About a year ago, two Georgia Superior Court judges who happened to be good friends decided to sit down and talk to each other in a format that would offer tips and tools of the trade for their younger colleagues.

They decided on a podcast so new judges could listen in their cars while traveling around their rural circuits or while sitting in metro Atlanta traffic. They used the recording studio and expertise at the University of Georgia School of Law in Athens but applied for a small grant to buy their own sound equipment just in case they needed it someday.

Someday is here. The latest edition of "The Good Judge-ment Podcast" is about how to manage during the novel coronavirus pandemic, with courts under an emergency order that closes them to nonessential functions but requires them to take care of the rest. Instead of meeting in Athens—about halfway between them—Judges C. LaTain Kell of the Cobb Circuit and J. Wade Padgett of the Augusta Circuit both stayed home.

Padgett used the new sound equipment in his bonus room. Kell recorded himself on his cellphone in his guest room, with pillows stacked around him to absorb the echo. At the same time, they videoconferenced so they could give each other visual cues as they would if they were together.

"Truthfully, other than a couple of minor issues with sound quality on my end, it worked just fine," Kell said in an email from the pair of hosts.

"We discussed some of our two courts' solutions for dealing with the requirements of social distancing and the courtroom setting," Padgett said. "Innovations like how to avoid multiple people touching the same document during a plea and how to utilize videoconferencing during the COVID epidemic."

As in the other 35 or so podcasts they'd already recorded, they chatted good-humoredly and asked each other questions—the answers to which they already knew.

Padgett asked Kell to describe his method of marking off his courtroom with blue painter's tape to keep the participants at least 6 feet apart.
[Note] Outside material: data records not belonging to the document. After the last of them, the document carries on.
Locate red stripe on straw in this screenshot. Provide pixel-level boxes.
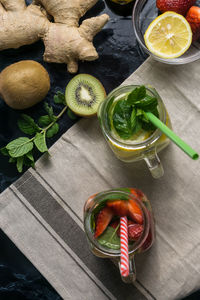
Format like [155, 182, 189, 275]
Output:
[120, 217, 129, 277]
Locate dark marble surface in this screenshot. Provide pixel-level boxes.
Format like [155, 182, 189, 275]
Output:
[0, 0, 200, 300]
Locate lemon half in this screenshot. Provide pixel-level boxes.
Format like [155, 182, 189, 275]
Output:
[144, 11, 192, 59]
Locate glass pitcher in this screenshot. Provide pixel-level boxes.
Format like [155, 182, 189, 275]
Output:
[84, 188, 155, 283]
[98, 85, 172, 178]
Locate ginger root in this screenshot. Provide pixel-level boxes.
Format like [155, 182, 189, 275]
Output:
[0, 0, 109, 73]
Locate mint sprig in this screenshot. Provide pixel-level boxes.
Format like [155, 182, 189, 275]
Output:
[0, 92, 77, 173]
[110, 86, 159, 140]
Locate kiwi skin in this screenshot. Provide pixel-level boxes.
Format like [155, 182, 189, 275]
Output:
[0, 60, 50, 109]
[65, 73, 106, 118]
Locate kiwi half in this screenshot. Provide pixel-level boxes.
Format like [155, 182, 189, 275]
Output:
[65, 74, 106, 117]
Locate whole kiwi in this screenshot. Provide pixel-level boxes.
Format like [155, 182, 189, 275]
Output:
[0, 60, 50, 109]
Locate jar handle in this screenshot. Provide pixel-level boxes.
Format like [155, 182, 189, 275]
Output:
[119, 256, 136, 283]
[144, 150, 164, 178]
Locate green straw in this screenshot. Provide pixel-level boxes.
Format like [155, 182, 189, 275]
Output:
[146, 112, 199, 160]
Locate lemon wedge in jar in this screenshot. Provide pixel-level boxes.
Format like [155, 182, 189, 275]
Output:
[144, 11, 192, 59]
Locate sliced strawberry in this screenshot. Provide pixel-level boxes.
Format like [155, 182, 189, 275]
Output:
[128, 220, 135, 226]
[156, 0, 196, 16]
[106, 200, 128, 217]
[142, 230, 153, 251]
[109, 220, 119, 229]
[186, 6, 200, 42]
[109, 220, 120, 237]
[128, 224, 144, 241]
[128, 199, 143, 224]
[94, 206, 114, 238]
[130, 188, 145, 201]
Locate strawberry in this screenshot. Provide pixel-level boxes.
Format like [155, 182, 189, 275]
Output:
[106, 200, 128, 217]
[130, 188, 146, 201]
[109, 220, 120, 237]
[128, 224, 144, 241]
[106, 199, 143, 224]
[186, 6, 200, 42]
[94, 206, 113, 238]
[142, 230, 153, 251]
[128, 199, 143, 224]
[156, 0, 196, 16]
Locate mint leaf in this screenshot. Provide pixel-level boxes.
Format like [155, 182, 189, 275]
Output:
[17, 114, 40, 135]
[53, 92, 66, 104]
[24, 156, 35, 168]
[98, 226, 120, 250]
[127, 85, 146, 105]
[17, 156, 24, 173]
[38, 115, 52, 127]
[8, 157, 17, 163]
[67, 108, 78, 120]
[135, 95, 158, 112]
[26, 151, 34, 161]
[0, 147, 9, 156]
[112, 100, 132, 139]
[33, 133, 48, 152]
[46, 123, 59, 138]
[130, 108, 137, 132]
[106, 97, 115, 130]
[6, 137, 33, 157]
[44, 102, 55, 122]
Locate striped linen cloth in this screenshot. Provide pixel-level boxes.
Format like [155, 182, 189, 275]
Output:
[0, 59, 200, 300]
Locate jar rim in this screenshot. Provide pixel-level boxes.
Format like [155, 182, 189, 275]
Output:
[84, 189, 150, 257]
[99, 84, 166, 149]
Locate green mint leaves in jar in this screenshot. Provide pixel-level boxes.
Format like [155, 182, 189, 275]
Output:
[109, 86, 159, 140]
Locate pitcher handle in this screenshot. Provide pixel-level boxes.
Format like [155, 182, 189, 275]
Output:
[119, 256, 136, 283]
[144, 151, 164, 178]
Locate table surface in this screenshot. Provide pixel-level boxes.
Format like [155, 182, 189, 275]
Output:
[0, 1, 146, 300]
[0, 1, 199, 300]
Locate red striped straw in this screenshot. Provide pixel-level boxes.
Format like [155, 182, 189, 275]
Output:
[120, 217, 129, 277]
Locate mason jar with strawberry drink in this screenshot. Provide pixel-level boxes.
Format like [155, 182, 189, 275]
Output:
[84, 188, 154, 282]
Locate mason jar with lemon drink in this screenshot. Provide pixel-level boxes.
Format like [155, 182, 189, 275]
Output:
[98, 85, 171, 178]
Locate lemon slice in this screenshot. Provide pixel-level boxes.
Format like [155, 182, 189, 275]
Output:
[144, 11, 192, 59]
Kell asked Padgett to explain how he came up with a system to keep more than one person from touching any single document.

"If we're being honest, we weren't ready for this," Kell said. "I don't think anybody in the world was ready for this."

Padgett expressed his shock when a defense lawyer tested positive for the virus a day after being in the courtroom—and in the jail.

They told stories of creative solutions—some of which may survive the pandemic: making greater use of video for hearings, ending crowding the courtroom with 100-position or more criminal calendar calls, rethinking jury selection entirely to avoid squeezing people together 10 to a row. "If someone coughs, you know every head is going to spin around," Kell said on the podcast.

"Tain and I are already scheduling the next mobile podcasting session on some nuts and bolts issues," Padgett said in the email. "We also hope to pull off a third party interview or two. We just intend to take advantage of this unusual down time to continue the broadcast and see where it takes us."

The project grew from a one-week new judge "boot camp" the two lead for the Institute of Continuing Judicial Education. They said the group's director, Doug Ashworth, gave them the idea. They credited a "really great sound editor, Stephen Turner, who can fix a lot of our issues."

"COVID-19 and the Impact on Georgia's Judiciary" is available on the "Good Judge-ment" podcast website, along with the other titles in the collection.

They closed with acknowledgement of the struggles and concerns of all judges—and all lawyers, and everyone right now—plus advice to remember.

"We're all in the same boat," Padgett said. "Just keep paddling."

Kell added his version of the Centers for Disease Control and Prevention's COVID-19 guidelines: "The CDC recommends, always wash your hands after podcasting."